After a moment she said, “I had become a burden. But I also think he saw my chance to be happy, and was pointing me there, because it turned out he was right.” She smiled down at her untouched cup of tea and croissant, made speechless a moment herself by the tale of reversals with which she'd stunned me.

“He told me you wanted to marry him, after you found out your mother was dying,” I said, not to protest her story, but to ratify it, to give up what I knew for revision.

“It's true. I really thought, in my craziness, that getting married would fix me.”

“And he said that he refused to marry you, until you faced up to your feelings about losing your mother, or something like that.”

“He's such an honest person, even his lies come out basically true. He did refuse to marry me, because us getting married would have been a farce. And there were feelings I had to face up to, but they weren't just to do with my mother.” She glanced at her watch. “Sorry,” she said. “I don't mean to be rude.
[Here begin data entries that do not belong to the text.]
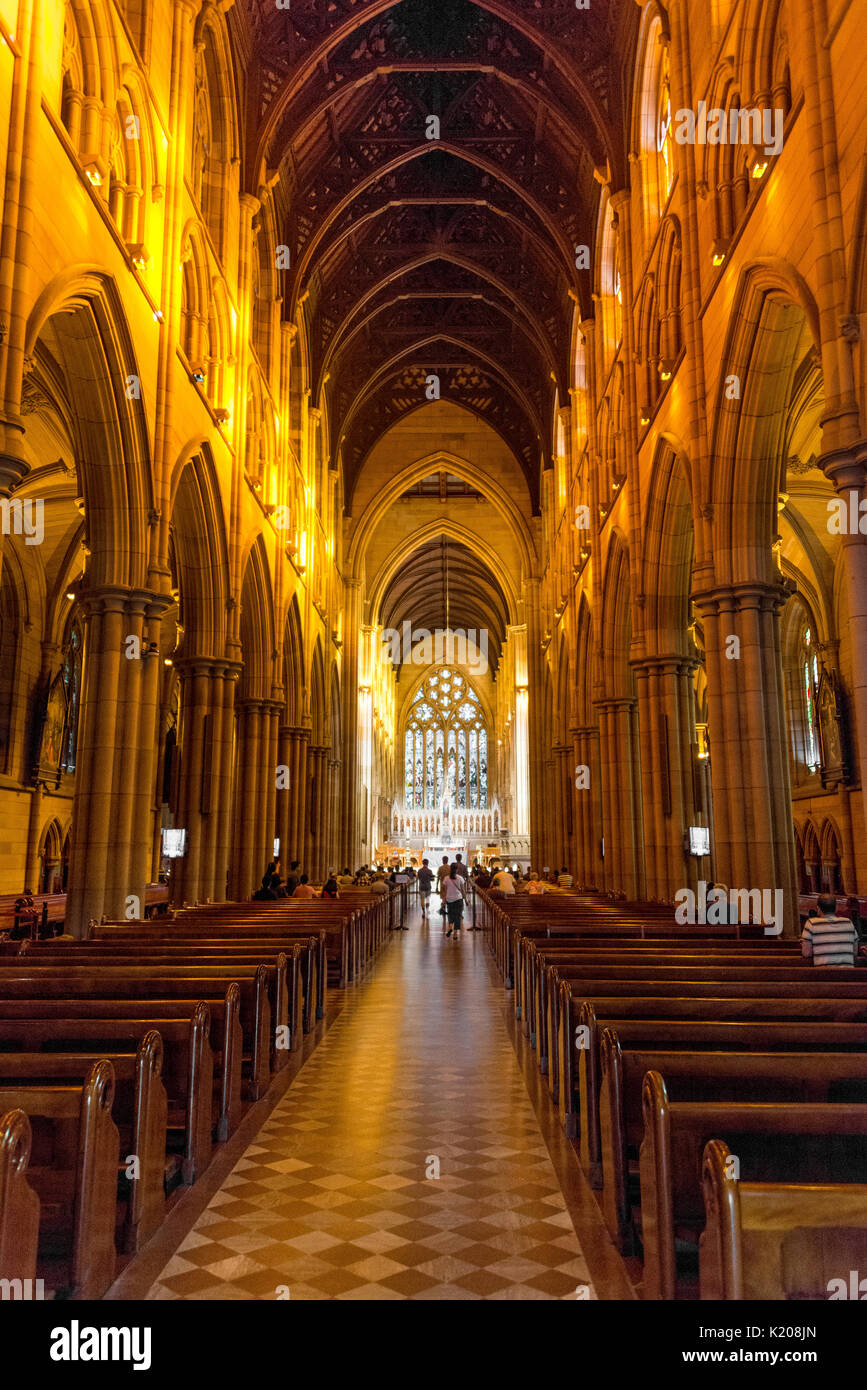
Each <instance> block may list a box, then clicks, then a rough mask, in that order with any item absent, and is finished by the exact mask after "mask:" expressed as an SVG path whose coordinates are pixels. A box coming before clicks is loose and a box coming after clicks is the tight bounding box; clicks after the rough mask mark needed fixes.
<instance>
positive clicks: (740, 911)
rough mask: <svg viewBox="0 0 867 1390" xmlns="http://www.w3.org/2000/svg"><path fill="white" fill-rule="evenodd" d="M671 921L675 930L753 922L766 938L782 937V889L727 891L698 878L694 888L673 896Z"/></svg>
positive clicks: (729, 889) (718, 886)
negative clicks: (761, 927) (706, 882)
mask: <svg viewBox="0 0 867 1390" xmlns="http://www.w3.org/2000/svg"><path fill="white" fill-rule="evenodd" d="M674 902H675V912H674V920H675V922H677V923H678V926H681V927H682V926H692V927H695V926H709V927H720V926H724V924H727V923H738V922H753V923H760V924H761V926H763V927H764V934H766V937H778V935H781V933H782V916H784V908H782V888H727V887H724V885H722V884H720V885H713V887H711V888H710V892H709V891H707V884H706V883H704V881H703V880H702V878H699V883H697V888H696V890H695V891H693V890H692V888H678V891H677V892H675V895H674Z"/></svg>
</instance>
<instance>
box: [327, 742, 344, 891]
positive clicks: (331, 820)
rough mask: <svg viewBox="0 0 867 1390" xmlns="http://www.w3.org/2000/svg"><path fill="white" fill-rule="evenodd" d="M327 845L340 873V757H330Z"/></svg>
mask: <svg viewBox="0 0 867 1390" xmlns="http://www.w3.org/2000/svg"><path fill="white" fill-rule="evenodd" d="M325 799H327V805H325V824H327V833H325V847H327V853H329V855H331V856H332V859H333V867H335V872H336V873H339V872H340V869H342V867H343V863H342V862H340V863H338V849H339V848H340V759H339V758H329V759H328V790H327V794H325Z"/></svg>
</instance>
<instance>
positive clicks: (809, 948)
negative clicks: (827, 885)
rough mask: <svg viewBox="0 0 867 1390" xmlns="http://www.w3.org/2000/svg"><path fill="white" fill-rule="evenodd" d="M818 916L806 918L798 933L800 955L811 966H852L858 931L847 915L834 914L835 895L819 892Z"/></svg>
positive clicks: (857, 940) (858, 944)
The truck's parked at a meter and I don't have much time, and we haven't even talked about the checks.”

“I don't know what to say about them. I'll listen.”
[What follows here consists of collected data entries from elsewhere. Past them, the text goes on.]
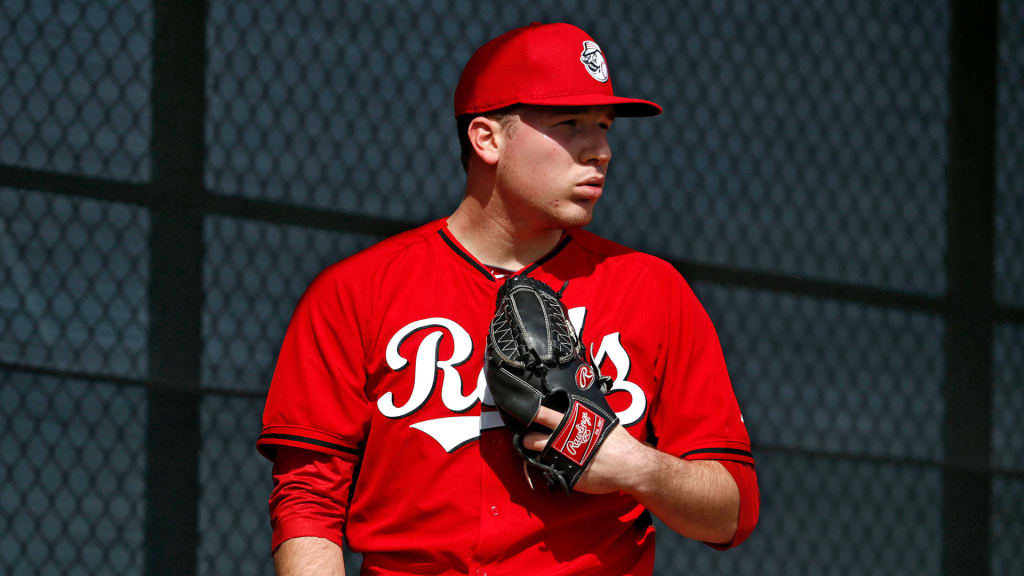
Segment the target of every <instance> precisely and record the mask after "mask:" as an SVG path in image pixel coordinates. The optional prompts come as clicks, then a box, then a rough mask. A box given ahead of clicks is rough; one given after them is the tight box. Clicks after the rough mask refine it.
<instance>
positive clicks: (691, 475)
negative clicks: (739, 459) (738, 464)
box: [632, 446, 739, 544]
mask: <svg viewBox="0 0 1024 576" xmlns="http://www.w3.org/2000/svg"><path fill="white" fill-rule="evenodd" d="M638 460H640V461H645V462H644V464H641V467H638V468H637V483H636V484H635V485H634V488H633V490H632V493H633V495H634V497H635V498H636V499H637V501H639V502H640V503H641V504H643V505H644V506H645V507H647V509H649V510H650V511H651V513H653V515H654V516H656V517H657V518H658V519H659V520H660V521H662V522H664V523H665V524H666V525H668V526H669V528H672V529H673V530H675V531H676V532H678V533H680V534H682V535H683V536H686V537H688V538H693V539H694V540H700V541H702V542H712V543H720V544H724V543H728V542H731V541H732V539H733V537H734V536H735V534H736V527H737V523H738V519H739V489H738V488H737V487H736V482H735V481H734V480H733V479H732V475H730V474H729V471H728V470H726V469H725V466H723V465H722V464H720V463H719V462H716V461H714V460H683V459H681V458H677V457H675V456H672V455H670V454H666V453H664V452H659V451H657V450H655V449H653V448H650V447H647V446H644V450H643V454H642V455H641V457H640V458H638Z"/></svg>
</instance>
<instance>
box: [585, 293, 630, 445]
mask: <svg viewBox="0 0 1024 576" xmlns="http://www.w3.org/2000/svg"><path fill="white" fill-rule="evenodd" d="M569 322H571V323H572V327H573V328H575V330H577V337H578V338H580V339H581V340H582V339H583V327H584V324H586V322H587V307H586V306H579V307H574V308H572V310H570V311H569ZM605 359H607V360H608V361H610V362H611V365H612V366H614V367H615V379H614V380H613V381H612V382H611V390H612V392H614V390H623V392H625V393H627V394H629V395H630V405H629V406H628V407H627V408H626V410H623V411H622V412H615V416H618V422H620V423H621V424H623V425H624V426H630V425H633V424H635V423H637V422H639V421H640V418H642V417H643V413H644V412H645V411H646V410H647V397H646V396H645V395H644V394H643V388H641V387H640V386H638V385H637V384H635V383H633V382H631V381H629V380H627V379H626V378H627V377H628V376H629V375H630V367H631V362H630V355H629V354H627V353H626V348H625V347H624V346H623V341H622V333H621V332H612V333H611V334H607V335H605V336H604V337H603V338H601V345H600V346H598V348H597V353H596V354H594V358H592V359H591V360H593V361H594V365H595V366H597V368H598V370H600V369H601V365H602V364H603V363H604V361H605ZM609 394H610V393H609Z"/></svg>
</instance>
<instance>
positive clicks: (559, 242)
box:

“Dan's impulsive. I guess you know that. He's also incredibly loyal, to ideas and people. He believes in love, he really does. Crazy lightning-bolt love, he would say that's the only real kind. In his life it's come twice and both times were disasters. Did he ever tell you about the girlfriend he dealt heroin with? Tanya. His first love. A very big deal. But he had this idea he couldn't let go of, that she'd betrayed him by calling the ambulance when he OD'd. She'd disobeyed orders. There was no way around it, he had to break with her. It's like a code that just makes sense to him, and it ruins his life. Then there's the second time, you know all about that. That time's even worse. Even more against code, so he gives that up too, but he never stops trying to replace it. Of course he would say you can't
try
, it's all fate, but he can't help himself. That's what happened with Nikki. Fuck, I still haven't dealt with the checks. It's this simple, he's asking for help. He knows neither of us would accept so much money, but he's forced it on us. It's sort of a power play, trying to have influence in our lives. I don't mean that the checks aren't a generous impulse. They are, but they're also so lonely. So needy. He sees our lives all taken care of, even I'm taken care of, and he's still alone.”

As if to provide illustration, Nell now appeared on the sidewalk outside, checked the meter, then leaned on the Chevy and folded her arms.
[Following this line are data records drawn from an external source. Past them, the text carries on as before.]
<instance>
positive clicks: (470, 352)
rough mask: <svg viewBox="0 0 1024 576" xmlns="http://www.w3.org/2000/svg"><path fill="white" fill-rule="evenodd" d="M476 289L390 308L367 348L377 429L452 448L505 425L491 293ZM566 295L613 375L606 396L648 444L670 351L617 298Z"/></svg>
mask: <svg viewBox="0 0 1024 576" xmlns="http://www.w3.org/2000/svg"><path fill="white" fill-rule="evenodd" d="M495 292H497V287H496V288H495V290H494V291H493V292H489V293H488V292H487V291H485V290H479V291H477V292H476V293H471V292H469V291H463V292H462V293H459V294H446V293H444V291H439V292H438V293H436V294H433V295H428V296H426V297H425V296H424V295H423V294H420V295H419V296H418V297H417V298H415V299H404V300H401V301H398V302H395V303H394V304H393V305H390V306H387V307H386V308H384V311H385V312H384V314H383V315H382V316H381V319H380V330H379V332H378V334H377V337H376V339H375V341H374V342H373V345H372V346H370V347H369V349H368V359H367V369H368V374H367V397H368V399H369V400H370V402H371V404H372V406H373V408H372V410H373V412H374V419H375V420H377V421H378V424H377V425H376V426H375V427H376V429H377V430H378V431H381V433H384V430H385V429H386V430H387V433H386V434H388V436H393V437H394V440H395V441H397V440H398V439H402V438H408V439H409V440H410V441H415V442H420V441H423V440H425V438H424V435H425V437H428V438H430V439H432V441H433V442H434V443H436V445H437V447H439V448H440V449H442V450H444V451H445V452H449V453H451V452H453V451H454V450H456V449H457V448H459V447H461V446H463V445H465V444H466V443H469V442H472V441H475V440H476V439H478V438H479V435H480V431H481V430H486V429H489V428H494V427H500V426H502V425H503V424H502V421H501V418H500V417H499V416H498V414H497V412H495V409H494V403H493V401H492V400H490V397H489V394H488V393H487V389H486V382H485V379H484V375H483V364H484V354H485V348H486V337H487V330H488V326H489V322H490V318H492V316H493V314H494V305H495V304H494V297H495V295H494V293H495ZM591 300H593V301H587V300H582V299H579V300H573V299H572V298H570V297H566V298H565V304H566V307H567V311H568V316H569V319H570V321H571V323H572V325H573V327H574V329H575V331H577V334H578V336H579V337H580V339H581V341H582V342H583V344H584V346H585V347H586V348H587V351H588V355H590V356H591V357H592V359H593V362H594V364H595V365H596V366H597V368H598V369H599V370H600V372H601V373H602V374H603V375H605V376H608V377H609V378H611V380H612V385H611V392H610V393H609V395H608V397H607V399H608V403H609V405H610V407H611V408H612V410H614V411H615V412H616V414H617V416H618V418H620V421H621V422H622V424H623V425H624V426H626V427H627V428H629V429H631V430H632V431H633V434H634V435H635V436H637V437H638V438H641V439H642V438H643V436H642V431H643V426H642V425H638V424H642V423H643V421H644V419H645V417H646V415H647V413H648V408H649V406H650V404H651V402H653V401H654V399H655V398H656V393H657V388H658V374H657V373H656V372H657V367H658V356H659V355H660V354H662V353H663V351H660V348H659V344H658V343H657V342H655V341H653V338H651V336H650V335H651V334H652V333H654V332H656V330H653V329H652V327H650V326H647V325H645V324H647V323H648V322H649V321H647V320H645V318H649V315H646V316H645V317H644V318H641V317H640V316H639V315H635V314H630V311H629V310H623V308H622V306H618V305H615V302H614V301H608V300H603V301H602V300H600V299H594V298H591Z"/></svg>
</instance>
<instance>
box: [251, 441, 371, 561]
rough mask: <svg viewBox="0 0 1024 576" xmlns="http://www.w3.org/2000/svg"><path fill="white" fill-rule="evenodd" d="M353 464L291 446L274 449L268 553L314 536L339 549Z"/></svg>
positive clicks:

“I don't know if you'll cash your check, or return it, or put it in a drawer,” Alicia went on, “and I don't know what I'll do with mine either. But whatever you do with the check, you have to do something for
him
. I don't know what. If it was as simple as get him a shrink, I'd have already done that. There's one last thing I wanted to say. I don't know if you knew that my mom was a suicide. That was awful but it wasn't surprising. Years before she did it, pretty much since I was ten or twelve years old, I was already thinking about it myself. I really believe it's genetic, the impulse. And not long after Dan and I met, I told him that to me, suicide felt alive. Like a friend, or an angel. Always there for me, if I ever really needed bailing out. Crazy as it sounds, I found that comforting. I still do. Anyway, I asked Dan if he'd give me his blessing—if he could tell me, truthfully, that if I did it, he'd bless me. He wouldn't resent me, or judge me, or be ruined by what I had done. You can probably guess what he said.”